As cybercriminals grow in sophistication and organized crime becomes increasingly involved in the mix, the cost of cyber crime to U.K. business continues to grow, resulting in billions lost in down time, systems damage and client loss, according to a report released Tuesday by the National Hi-Tech Crime Unit (NHTCU).
As of last year, the estimated minimum cost of the impact of high-tech crime on companies based in the U.K. with more than 1,000 employees was £2.45 billion (US$4.61 billion), the NHTCU said. The results of the yearly survey were announced on the first day of the e-Crimes Congress in London.
In the survey of 200 large and medium-size companies, 89 percent said that they had experienced some form of high-tech crime in 2004; of those, 90 percent suffered from unauthorized access to, or penetration of, their company systems, while 89 percent suffered theft of information or data, the NHTCU said. Security breaches occurred from outside and, more often, from within a company’s system.
Furthermore, 97 percent of all respondents said they had experienced virus attacks in the year, costing £70.8 million, while financial fraud cost 9 percent of respondents £68.2 million, the NHTCU said.
The survey was conducted by NOP (the market research division of United Business Media PLC) for the NHTCU, which was created as part of the National Crime Squad in 2001. Since its inception, the unit has been involved in over 100 investigations and has arrested over 200 people involved in serious and organized computer related crime, the NHTCU said.
The Director General of the National Crime Squad, Trevor Pearce, estimated that in 2004, nine out of 10 companies in the U.K. suffered some sort of cybercrime, reiterating the study’s findings, and that the growing spread of that crime was having far reaching effects. “The inability to carry on with the day job (because of cybercrime) is a growing concern of companies,” Pearce said, speaking at the e-Crimes Congress Tuesday.
According to Pearce, the biggest trend in cybercrime has been the emergence of organized crime. “We are seeing a professionalization of organized crime as they enter the high-tech world,” he said.
Yet despite all of the warnings, a third of companies in the U.K. still do not perform security audits, and 35 percent have no crisis management procedures to deal with high-tech crime, Pearce said.
On average, a company experiences 7 virus attacks a day, though that figure can vary wildly depending on the company. For example, Alan Jebson, Group Chief Operating Officer at HSBC Holdings PLC told the audience that on the bank’s busiest day last year, the U.K.-based financial institution was hit with 100,000 attacks.

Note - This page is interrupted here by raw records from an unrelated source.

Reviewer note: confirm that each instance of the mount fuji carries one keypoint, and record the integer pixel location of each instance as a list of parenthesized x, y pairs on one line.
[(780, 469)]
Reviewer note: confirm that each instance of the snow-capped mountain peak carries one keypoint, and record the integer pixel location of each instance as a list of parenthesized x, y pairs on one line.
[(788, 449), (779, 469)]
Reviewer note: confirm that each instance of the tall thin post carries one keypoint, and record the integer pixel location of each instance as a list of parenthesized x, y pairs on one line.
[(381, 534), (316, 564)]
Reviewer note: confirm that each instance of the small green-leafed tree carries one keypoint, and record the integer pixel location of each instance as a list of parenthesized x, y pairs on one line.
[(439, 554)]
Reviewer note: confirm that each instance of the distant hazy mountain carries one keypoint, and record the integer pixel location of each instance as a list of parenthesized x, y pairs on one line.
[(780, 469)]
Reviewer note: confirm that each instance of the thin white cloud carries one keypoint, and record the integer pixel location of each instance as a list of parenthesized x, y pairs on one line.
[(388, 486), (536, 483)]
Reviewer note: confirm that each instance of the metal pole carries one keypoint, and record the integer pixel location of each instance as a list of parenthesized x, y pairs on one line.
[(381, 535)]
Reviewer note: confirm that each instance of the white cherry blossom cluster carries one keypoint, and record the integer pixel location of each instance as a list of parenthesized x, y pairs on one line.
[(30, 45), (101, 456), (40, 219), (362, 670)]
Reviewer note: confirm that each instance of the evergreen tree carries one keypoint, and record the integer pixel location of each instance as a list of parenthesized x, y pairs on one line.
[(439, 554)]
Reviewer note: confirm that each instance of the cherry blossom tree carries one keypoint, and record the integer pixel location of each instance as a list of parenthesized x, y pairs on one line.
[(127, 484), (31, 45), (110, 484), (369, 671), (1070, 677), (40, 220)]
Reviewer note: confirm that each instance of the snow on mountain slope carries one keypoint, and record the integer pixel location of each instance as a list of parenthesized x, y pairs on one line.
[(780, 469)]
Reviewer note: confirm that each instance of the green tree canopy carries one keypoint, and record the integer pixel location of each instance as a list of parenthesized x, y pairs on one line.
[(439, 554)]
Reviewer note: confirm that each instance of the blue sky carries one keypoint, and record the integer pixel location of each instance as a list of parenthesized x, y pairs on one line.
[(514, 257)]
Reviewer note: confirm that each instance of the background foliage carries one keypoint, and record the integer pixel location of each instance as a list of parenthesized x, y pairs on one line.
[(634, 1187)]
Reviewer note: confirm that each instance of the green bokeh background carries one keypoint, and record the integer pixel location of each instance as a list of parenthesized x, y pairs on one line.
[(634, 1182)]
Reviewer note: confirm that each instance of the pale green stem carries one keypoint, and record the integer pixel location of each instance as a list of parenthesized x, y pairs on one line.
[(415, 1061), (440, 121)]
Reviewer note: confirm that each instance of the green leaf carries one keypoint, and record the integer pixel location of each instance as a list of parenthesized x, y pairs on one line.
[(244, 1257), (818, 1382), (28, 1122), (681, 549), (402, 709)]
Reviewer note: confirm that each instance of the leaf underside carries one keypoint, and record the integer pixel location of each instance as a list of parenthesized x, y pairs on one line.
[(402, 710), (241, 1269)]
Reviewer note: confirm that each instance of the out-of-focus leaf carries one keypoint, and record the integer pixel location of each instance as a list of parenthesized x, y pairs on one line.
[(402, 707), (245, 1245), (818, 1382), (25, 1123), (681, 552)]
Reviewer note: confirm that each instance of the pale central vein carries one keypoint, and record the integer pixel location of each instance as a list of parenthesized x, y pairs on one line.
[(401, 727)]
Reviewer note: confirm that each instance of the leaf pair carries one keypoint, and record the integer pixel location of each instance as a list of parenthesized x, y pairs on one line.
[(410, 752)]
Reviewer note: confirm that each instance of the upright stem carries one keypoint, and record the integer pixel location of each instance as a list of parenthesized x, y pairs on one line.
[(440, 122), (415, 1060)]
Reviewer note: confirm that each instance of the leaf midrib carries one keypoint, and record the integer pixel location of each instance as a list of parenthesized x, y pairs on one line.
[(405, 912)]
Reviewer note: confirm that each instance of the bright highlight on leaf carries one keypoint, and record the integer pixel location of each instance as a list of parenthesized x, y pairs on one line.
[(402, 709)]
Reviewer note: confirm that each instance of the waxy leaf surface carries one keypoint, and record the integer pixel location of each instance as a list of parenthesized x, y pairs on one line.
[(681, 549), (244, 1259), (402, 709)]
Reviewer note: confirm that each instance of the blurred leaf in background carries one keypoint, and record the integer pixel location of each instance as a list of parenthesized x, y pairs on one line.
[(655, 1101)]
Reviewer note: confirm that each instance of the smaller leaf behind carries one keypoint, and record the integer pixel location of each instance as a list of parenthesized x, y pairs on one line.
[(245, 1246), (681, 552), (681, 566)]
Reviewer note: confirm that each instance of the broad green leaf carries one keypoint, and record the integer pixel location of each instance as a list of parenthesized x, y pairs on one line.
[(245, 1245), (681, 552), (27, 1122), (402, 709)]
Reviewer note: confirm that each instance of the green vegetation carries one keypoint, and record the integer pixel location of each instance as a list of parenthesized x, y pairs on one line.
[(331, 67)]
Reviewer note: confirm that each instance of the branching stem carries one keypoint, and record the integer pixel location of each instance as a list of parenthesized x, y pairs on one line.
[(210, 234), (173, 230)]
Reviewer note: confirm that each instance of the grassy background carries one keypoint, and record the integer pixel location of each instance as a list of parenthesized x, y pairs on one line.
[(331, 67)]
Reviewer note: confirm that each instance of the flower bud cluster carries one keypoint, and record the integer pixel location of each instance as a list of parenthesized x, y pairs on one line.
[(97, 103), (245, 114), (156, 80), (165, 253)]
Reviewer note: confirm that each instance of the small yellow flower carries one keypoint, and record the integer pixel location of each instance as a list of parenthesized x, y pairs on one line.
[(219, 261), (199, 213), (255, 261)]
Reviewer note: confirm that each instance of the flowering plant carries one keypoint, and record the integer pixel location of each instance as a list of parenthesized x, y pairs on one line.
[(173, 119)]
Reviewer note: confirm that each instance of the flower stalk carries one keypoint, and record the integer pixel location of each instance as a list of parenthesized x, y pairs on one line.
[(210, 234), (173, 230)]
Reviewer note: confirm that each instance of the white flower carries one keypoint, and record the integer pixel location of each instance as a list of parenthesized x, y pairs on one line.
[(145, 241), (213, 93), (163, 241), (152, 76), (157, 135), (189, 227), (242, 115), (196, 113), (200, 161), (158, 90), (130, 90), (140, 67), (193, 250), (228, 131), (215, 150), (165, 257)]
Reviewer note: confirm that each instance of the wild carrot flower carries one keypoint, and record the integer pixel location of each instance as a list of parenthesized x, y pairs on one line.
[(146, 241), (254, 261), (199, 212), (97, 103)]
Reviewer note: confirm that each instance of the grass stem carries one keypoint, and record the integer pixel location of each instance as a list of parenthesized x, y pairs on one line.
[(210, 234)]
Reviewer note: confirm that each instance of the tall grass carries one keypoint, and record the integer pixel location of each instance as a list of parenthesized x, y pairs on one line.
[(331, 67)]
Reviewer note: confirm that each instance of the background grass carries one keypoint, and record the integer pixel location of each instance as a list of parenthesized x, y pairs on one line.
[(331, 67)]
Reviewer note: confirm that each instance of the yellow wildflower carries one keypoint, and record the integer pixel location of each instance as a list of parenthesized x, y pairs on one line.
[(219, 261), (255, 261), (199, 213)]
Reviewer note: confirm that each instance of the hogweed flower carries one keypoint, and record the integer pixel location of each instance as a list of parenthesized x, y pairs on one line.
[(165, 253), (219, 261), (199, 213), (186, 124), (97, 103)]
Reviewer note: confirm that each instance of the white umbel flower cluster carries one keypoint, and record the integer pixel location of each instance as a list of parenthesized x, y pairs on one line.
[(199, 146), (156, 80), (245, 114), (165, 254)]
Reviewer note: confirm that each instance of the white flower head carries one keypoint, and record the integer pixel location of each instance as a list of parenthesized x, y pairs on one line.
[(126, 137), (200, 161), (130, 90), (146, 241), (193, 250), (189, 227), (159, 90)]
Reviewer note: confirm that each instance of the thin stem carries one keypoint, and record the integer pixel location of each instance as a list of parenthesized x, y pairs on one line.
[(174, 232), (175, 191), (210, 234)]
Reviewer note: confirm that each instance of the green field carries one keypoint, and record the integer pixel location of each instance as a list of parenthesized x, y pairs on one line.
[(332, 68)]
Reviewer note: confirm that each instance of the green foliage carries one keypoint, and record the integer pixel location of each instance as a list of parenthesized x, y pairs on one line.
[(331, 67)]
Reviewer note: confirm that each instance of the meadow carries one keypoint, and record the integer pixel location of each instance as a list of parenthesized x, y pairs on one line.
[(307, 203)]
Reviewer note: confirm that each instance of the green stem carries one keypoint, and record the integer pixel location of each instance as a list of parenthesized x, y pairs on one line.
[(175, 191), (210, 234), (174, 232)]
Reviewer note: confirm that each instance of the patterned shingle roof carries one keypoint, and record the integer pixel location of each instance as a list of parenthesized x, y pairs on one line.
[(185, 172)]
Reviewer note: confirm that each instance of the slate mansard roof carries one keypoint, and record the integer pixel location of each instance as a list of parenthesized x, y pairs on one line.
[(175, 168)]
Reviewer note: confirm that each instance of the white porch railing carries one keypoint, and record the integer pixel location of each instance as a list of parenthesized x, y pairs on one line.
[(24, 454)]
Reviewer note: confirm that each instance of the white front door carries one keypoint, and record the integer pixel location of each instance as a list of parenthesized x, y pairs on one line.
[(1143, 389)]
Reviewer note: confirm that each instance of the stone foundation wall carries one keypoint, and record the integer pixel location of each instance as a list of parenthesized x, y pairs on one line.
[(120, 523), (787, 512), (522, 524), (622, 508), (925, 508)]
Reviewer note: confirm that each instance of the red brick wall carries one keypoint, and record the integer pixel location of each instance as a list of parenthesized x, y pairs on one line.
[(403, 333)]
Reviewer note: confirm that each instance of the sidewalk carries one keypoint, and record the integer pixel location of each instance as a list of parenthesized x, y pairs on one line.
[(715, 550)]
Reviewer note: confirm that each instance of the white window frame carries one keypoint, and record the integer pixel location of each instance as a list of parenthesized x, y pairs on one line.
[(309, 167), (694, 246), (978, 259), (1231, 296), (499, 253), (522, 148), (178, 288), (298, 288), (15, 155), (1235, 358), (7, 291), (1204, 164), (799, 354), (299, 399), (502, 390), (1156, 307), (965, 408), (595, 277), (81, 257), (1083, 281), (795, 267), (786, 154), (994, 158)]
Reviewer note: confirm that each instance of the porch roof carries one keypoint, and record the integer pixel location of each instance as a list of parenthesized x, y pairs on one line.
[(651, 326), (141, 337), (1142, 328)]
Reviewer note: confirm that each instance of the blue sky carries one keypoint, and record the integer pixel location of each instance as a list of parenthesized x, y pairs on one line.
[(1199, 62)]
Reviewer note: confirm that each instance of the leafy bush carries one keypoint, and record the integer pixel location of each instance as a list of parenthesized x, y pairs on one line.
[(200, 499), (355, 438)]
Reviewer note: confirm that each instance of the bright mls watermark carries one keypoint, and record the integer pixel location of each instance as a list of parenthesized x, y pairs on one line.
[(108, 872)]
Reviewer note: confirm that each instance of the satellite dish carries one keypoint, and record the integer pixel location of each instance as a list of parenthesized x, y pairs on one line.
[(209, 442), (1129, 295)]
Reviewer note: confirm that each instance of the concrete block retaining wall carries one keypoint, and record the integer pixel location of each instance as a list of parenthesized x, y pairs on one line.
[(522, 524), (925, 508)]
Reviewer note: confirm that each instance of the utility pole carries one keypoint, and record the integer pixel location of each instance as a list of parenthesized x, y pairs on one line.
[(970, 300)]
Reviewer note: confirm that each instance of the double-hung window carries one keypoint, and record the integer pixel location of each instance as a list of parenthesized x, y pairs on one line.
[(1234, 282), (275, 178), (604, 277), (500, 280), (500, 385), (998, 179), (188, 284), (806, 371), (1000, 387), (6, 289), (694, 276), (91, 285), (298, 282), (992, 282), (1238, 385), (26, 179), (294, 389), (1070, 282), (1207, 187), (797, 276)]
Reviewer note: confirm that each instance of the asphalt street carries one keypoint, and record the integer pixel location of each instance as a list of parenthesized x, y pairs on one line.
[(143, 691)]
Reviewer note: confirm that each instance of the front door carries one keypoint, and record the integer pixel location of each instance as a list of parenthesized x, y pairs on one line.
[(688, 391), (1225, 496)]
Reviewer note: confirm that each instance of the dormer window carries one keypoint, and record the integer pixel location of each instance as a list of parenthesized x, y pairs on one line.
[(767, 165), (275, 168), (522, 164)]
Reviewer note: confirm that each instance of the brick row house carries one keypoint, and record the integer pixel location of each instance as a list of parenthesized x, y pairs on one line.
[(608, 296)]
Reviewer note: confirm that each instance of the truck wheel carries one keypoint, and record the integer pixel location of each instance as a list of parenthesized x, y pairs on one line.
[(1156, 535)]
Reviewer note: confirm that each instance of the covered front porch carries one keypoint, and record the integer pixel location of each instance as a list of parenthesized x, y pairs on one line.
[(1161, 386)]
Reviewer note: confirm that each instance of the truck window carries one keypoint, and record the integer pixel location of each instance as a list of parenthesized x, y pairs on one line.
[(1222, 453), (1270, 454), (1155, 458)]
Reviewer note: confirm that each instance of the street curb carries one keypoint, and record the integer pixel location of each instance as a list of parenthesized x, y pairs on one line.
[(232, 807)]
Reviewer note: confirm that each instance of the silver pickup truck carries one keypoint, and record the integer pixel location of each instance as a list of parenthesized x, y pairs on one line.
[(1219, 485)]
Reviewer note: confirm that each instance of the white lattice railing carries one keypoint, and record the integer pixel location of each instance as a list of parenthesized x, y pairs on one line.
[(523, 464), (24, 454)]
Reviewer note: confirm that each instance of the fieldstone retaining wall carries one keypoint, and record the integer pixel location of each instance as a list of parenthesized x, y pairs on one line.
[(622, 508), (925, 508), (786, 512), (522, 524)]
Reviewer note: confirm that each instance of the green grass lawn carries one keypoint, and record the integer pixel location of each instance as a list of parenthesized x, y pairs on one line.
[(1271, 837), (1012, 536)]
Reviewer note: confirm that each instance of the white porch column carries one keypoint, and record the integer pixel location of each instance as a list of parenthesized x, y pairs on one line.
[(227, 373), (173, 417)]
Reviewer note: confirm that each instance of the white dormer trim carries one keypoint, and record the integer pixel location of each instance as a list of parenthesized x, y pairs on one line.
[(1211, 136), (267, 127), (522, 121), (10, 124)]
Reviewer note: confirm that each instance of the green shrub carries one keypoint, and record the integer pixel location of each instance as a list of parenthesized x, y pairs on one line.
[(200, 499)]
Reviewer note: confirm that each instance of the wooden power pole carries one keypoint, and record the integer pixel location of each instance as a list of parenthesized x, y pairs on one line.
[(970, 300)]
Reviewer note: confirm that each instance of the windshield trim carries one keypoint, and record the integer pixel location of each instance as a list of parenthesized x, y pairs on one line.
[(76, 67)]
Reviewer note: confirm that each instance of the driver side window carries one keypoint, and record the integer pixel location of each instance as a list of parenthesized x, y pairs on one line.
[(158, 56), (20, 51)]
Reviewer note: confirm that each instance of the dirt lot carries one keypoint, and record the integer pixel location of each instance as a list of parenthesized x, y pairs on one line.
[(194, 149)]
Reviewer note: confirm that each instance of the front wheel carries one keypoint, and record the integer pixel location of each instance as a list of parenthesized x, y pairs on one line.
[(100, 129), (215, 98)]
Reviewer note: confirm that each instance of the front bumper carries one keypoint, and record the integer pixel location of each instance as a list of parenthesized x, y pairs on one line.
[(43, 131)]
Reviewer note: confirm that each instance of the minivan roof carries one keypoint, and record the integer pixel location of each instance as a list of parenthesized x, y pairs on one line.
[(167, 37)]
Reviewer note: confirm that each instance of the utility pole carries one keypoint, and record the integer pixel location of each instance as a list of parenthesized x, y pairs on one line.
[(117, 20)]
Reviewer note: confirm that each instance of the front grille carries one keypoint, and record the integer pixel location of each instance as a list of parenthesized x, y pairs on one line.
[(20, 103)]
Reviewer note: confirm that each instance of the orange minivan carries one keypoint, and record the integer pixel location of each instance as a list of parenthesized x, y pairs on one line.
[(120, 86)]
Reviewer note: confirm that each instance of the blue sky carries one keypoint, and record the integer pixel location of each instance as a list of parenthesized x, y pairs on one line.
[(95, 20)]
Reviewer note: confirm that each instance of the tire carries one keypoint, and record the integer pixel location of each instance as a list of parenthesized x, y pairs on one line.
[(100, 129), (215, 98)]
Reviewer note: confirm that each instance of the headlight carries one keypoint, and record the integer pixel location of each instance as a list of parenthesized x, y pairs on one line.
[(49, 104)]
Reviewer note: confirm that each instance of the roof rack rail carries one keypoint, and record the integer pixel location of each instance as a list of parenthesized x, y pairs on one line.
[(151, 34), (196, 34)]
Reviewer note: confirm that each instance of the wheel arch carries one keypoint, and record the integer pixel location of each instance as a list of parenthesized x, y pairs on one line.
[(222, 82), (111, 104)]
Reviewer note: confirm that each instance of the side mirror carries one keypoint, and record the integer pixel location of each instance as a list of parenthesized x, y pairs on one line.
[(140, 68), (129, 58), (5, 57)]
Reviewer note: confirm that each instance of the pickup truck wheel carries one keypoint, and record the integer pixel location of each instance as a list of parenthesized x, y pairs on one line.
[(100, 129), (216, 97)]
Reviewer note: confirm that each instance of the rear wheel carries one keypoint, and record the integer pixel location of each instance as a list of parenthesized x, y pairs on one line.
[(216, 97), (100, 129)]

“Criminals are attracted to the Internet by the sheer lever of opportunity,” Jebson said.
Jebson expressed his industry’s concern that as cybercrime continues to take new forms, consumers are becoming more fearful of conducting any financial transaction over the Internet.
Blossoming new security threats include the use of zombie networks or botnets to attack companies; phishing online identity theft scams; pharming frauds which redirect Internet users looking for legitimate Web sites to Web pages at another site controlled by the unknown attackers, and the use of money mules, people who allow their bank account to be used to store stolen money (most likely from the same bank) before it is then moved to another site, often offshore.
“This is an area where our regulators could have a significant impact by helping to [ensure] banks move together towards addressing [these challenges to] secure banking online,” Jebson said.
As part of its efforts to combat cybercrime, Jebson said that HSBC has signed up with the U.K. government to play a major role in Project Endurance, a consumer education campaign on Internet security that was launched last November. The steering group includes the NHTCU, the Department of Trade and Industry, the Home Office, the Confederation of British Industry (CBI) and the Association of Payment Clearing Services.
However, Jebson warned that simple consumer education may fall short of the security mark, driving financial institutions to force their customers into a more proactive role. “I think the industry as a whole may have to adopt a firmer line with customers,” Jebson said. “For example, at some point we may not allow customers without a firewall to use HSBC online services.”
All of the conference speakers on Tuesday morning stressed the need for partnerships to be established between governments and corporations, as well as all levels of law enforcement, nongovernmental organizations (NGOs) and every computer user on both a local and an international level.
Every case opened by the cybercrime division of the U.S. Federal Bureau of Investigation (FBI) since it was set up in 2003 has had an international dimension, making cross-border cooperation, such as between the FBI and the U.K. National Crime Squad, all the more important, according to Steve Martinez, deputy assistant director of the FBI.
Martinez pleaded with conference attendees to report all instances of cybercrime. “We estimate that the FBI receives reports on only a third of cyber attacks. Law enforcement needs to be notified of all attacks,” Martinez said.
If the best way for curbing crime — good old fashioned law and order — is to be effective, corporations and individual users need to reach out to law enforcement officials, he said. “Sanctions must hit hackers and the most effective sanction is locking these criminals up, but we need your help providing intelligence and evidence,” Martinez said.
The e-Crimes Congress in London runs through Wednesday.